Sales nota ainda que os bens de capital, pela norma internacional, incluem os microcomputadores, que estão no segmento industrial brasileiro de mais forte expansão no governo Lula: o item máquinas para escritório e equipamentos de informática cresceu 157,9% no período de 2003 a outubro de 2006, numa média de 26,73% ao ano. Segundo a consultoria IT Data, 8,9 milhões de micros serão vendidos no Brasil em 2006, num salto de 47% em relação ao ano anterior.

Os micros são mais um exemplo de setor beneficiado pelo câmbio que barateia a importação de componentes. Outro estímulo ao segmento veio da 'MP do Bem', que acabou com o PIS e a Cofins dos micros no varejo. 'O mercado passa por um momento muito interessante, o varejo explodiu e o mercado corporativo acompanhou', disse recentemente Gilberto Marangão, gerente de Marketing e Desenvolvimento de Negócios da Divisão de Informática da CCE, que começou a fabricar computadores em março e chegou ao segundo lugar no mercado.

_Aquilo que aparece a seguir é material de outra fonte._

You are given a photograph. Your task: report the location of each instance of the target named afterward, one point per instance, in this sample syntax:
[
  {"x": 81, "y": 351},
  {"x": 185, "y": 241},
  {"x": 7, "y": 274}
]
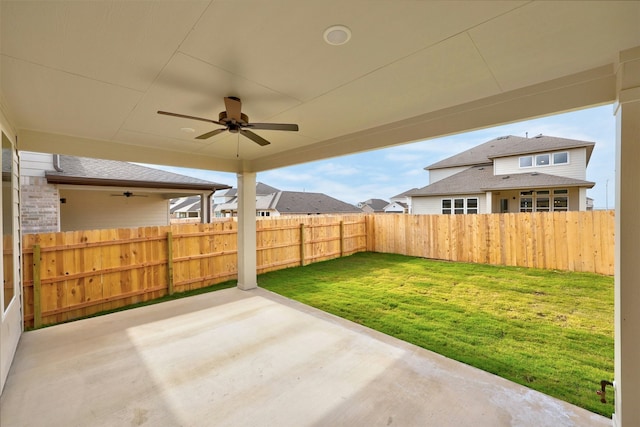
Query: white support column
[
  {"x": 205, "y": 211},
  {"x": 247, "y": 264},
  {"x": 627, "y": 242}
]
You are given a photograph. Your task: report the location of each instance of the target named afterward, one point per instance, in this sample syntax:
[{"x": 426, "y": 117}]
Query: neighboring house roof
[
  {"x": 88, "y": 171},
  {"x": 375, "y": 205},
  {"x": 479, "y": 179},
  {"x": 404, "y": 194},
  {"x": 187, "y": 204},
  {"x": 397, "y": 205},
  {"x": 261, "y": 189},
  {"x": 293, "y": 202},
  {"x": 510, "y": 146},
  {"x": 306, "y": 203}
]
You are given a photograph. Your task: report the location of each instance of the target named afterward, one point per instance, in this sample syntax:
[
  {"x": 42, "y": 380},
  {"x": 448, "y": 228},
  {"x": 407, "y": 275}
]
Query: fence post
[
  {"x": 302, "y": 244},
  {"x": 37, "y": 285},
  {"x": 341, "y": 239},
  {"x": 170, "y": 262}
]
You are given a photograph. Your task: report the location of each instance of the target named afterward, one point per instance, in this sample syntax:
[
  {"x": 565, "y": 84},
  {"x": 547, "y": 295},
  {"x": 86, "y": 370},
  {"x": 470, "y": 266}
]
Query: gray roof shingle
[
  {"x": 479, "y": 179},
  {"x": 295, "y": 202},
  {"x": 510, "y": 146},
  {"x": 261, "y": 189},
  {"x": 85, "y": 170}
]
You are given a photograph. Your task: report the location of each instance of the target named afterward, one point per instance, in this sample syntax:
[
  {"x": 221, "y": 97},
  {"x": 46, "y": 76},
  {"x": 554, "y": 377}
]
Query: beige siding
[
  {"x": 576, "y": 168},
  {"x": 35, "y": 164},
  {"x": 432, "y": 205},
  {"x": 438, "y": 174},
  {"x": 88, "y": 210}
]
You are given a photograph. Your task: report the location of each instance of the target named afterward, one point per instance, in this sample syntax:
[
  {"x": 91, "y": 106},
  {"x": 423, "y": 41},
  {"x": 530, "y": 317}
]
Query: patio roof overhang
[{"x": 87, "y": 78}]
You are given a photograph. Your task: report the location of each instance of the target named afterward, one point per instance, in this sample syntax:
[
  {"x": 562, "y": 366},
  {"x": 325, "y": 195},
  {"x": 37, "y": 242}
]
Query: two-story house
[{"x": 509, "y": 174}]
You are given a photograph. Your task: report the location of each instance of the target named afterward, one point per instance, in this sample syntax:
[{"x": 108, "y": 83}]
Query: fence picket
[{"x": 85, "y": 272}]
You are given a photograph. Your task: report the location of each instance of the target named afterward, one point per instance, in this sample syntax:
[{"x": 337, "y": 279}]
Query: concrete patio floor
[{"x": 238, "y": 358}]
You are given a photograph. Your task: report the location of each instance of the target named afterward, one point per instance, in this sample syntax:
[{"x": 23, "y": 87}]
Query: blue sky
[{"x": 384, "y": 173}]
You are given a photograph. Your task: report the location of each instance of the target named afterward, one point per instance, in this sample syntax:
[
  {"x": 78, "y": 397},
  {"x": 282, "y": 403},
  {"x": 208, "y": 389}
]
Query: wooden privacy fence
[
  {"x": 574, "y": 241},
  {"x": 74, "y": 274}
]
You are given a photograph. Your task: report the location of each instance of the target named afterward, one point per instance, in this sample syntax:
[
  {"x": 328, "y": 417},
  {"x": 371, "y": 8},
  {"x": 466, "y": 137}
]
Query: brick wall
[{"x": 39, "y": 205}]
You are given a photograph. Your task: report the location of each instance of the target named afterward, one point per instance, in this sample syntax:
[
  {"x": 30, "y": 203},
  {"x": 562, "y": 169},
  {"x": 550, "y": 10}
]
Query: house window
[
  {"x": 504, "y": 205},
  {"x": 561, "y": 158},
  {"x": 560, "y": 200},
  {"x": 542, "y": 159},
  {"x": 472, "y": 205},
  {"x": 540, "y": 201},
  {"x": 526, "y": 201},
  {"x": 459, "y": 206},
  {"x": 526, "y": 161}
]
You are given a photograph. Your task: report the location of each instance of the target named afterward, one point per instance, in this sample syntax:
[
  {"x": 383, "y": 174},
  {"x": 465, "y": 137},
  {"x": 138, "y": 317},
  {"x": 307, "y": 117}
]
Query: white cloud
[{"x": 386, "y": 172}]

Outro setor que deve puxar a demanda interna é a construção civil, que começou a se recuperar no final do primeiro mandato de Lula. O segmento teve um desempenho muito ruim de 2003 a 2005. Segundo a pesquisa de produção industrial do IBGE, os insumos da construção civil tiveram queda de 6,05% em 2003, cresceram 5,73% em 2004 (abaixo dos 8,3% da produção industrial) e apenas 1,29% em 2005. Mas em 2006, os insumos estão crescendo 5,05% até outubro, acima dos 2,92% da indústria como um todo.

INVESTIMENTOS

Em termos de investimentos, o Brasil está em boa situação para aumentar a produção industrial ao longo do segundo mandato de Lula.

Fernando Puga, economista do Banco Nacional de Desenvolvimento Econômico e Social (BNDES), menciona um mapeamento de investimentos das empresas em diversos setores que somou R$ 380 bilhões entre 2007 e 2010, o que significa um ritmo de crescimento anual de 13%.